Hadoop cluster build-03 compile and install Hadoop
Hadoop Cluster Build-02 Installation Configuration Zookeeper
Preparations for Hadoop Cluster Building-01
HDFS is a distributed file system used with Hadoop, which is divided into two parts.
namenode: nn1.hadoop nn2.hadoop
datanode: s1.hadoop s2.hadoop s3.hadoop
(If you can't understand the five virtual machines, please see the preparation of the first 01.)
Unzip the configuration file
[hadoop@nn1 hadoop_base_op]$ ./ssh_all.sh mv /usr/local/hadoop/etc/hadoop /usr/local/hadoop/etc/hadoop_back [hadoop@nn1 hadoop_base_op]$ ./scp_all.sh ../up/hadoop.tar.gz /tmp/ [hadoop@nn1 hadoop_base_op]$ #Unzip the custom configuration compression package into / usr/local/hadoop/etc in batches/ #Batch Check Configuration for Correct Decompression [hadoop@nn1 hadoop_base_op]$ ./ssh_all.sh head /usr/local/hadoop/etc/hadoop/hadoop-env.sh
[hadoop@nn1 hadoop_base_op]$ ./ssh_root.sh chmown -R hadoop:hadoop /usr/local/hadoop/etc/hadoop [hadoop@nn1 hadoop_base_op]$ ./ssh_root.sh chmod -R 770 /usr/local/hadoop/etc/hadoop
Initialize HDFS
Technological process:
- Start zookeeper
- Start journalnode
- Start the zookeeper client and initialize the zookeeper information of HA
- Format namenode on nn1
- Start the namenode on nn1
- Start synchronous namenode on nn2
- Start namenode on nn2
- Start ZKFC
- Start dataname
1. View zookeeper status
[hadoop@nn1 zk_op]$ ./zk_ssh_all.sh /usr/local/zookeeper/bin/zkServer.sh status ssh hadoop@"nn1.hadoop" "/usr/local/zookeeper/bin/zkServer.sh status" ZooKeeper JMX enabled by default Using config: /usr/local/zookeeper/bin/../conf/zoo.cfg Mode: follower OK! ssh hadoop@"nn2.hadoop" "/usr/local/zookeeper/bin/zkServer.sh status" ZooKeeper JMX enabled by default Using config: /usr/local/zookeeper/bin/../conf/zoo.cfg Mode: leader OK! ssh hadoop@"s1.hadoop" "/usr/local/zookeeper/bin/zkServer.sh status" ZooKeeper JMX enabled by default Using config: /usr/local/zookeeper/bin/../conf/zoo.cfg Mode: follower OK!

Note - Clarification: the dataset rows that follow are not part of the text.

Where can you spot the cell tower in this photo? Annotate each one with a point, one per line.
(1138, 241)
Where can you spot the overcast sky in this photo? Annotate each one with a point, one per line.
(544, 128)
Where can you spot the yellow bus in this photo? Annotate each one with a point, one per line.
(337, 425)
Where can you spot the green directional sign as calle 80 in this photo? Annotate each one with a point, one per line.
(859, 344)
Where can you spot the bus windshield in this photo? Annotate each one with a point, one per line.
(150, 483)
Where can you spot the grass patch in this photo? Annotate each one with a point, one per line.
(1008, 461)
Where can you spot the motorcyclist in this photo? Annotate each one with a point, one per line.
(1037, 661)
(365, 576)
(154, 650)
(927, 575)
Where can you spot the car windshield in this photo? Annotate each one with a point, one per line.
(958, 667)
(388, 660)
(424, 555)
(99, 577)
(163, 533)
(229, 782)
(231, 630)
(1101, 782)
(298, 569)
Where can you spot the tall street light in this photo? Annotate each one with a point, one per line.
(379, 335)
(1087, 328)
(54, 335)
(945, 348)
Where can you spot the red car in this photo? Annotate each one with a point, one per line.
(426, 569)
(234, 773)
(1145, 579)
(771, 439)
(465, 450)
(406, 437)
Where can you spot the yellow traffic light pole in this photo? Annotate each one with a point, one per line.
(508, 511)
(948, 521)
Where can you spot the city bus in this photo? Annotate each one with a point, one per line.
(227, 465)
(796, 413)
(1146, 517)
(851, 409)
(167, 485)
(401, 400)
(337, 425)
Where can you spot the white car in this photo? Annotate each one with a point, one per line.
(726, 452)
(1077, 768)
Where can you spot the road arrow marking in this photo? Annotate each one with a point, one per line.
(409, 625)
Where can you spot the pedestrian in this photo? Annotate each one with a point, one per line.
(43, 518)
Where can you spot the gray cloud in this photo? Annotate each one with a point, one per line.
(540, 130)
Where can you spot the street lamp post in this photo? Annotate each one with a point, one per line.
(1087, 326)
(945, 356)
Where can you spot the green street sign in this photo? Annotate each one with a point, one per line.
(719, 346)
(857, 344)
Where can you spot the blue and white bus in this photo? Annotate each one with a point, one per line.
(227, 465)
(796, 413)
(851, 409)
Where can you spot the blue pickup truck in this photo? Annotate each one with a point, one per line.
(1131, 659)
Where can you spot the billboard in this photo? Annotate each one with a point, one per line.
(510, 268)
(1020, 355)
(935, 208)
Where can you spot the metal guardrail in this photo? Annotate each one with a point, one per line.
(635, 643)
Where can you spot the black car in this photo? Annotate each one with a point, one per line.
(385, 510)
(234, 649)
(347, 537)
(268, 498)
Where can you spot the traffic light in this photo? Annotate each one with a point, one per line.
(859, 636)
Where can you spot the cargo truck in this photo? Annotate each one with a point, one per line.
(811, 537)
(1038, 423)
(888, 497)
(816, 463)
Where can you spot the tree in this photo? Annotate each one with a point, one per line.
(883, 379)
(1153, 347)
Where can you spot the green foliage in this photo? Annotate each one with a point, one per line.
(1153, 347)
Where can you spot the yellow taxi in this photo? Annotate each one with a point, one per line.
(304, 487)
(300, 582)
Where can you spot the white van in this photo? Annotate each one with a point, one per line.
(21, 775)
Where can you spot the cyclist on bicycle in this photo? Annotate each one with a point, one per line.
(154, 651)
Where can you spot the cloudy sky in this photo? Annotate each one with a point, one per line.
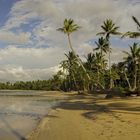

See two follower s and one leader indicating that they are working properly. If not, start with the following command
[hadoop@nn1 zk_op]$ ./zk_ssh_all.sh /usr/local/zookeeper/bin/zkServer.sh start
2. Start journalnode
This is the namenode synchronizer.
#Start journalnode on nn1 [hadoop@nn1 zk_op]$ hadoop-daemon.sh start journalnode #Start journalnode on nn2 [hadoop@nn1 zk_op]$ hadoop-daemon.sh start journalnode #You can open the log separately to see the startup status [hadoop@nn1 zk_op]$ tail /usr/local/hadoop-2.7.3/logs/hadoop-hadoop-journalnode-nn1.hadoop.log 2019-07-22 17:15:54,164 INFO org.apache.hadoop.ipc.Server: Starting Socket Reader #1 for port 8485 2019-07-22 17:15:54,190 INFO org.apache.hadoop.ipc.Server: IPC Server Responder: starting 2019-07-22 17:15:54,191 INFO org.apache.hadoop.ipc.Server: IPC Server listener on 8485: starting #It was found that IPC communication had been established and the journalnode process was in 8485.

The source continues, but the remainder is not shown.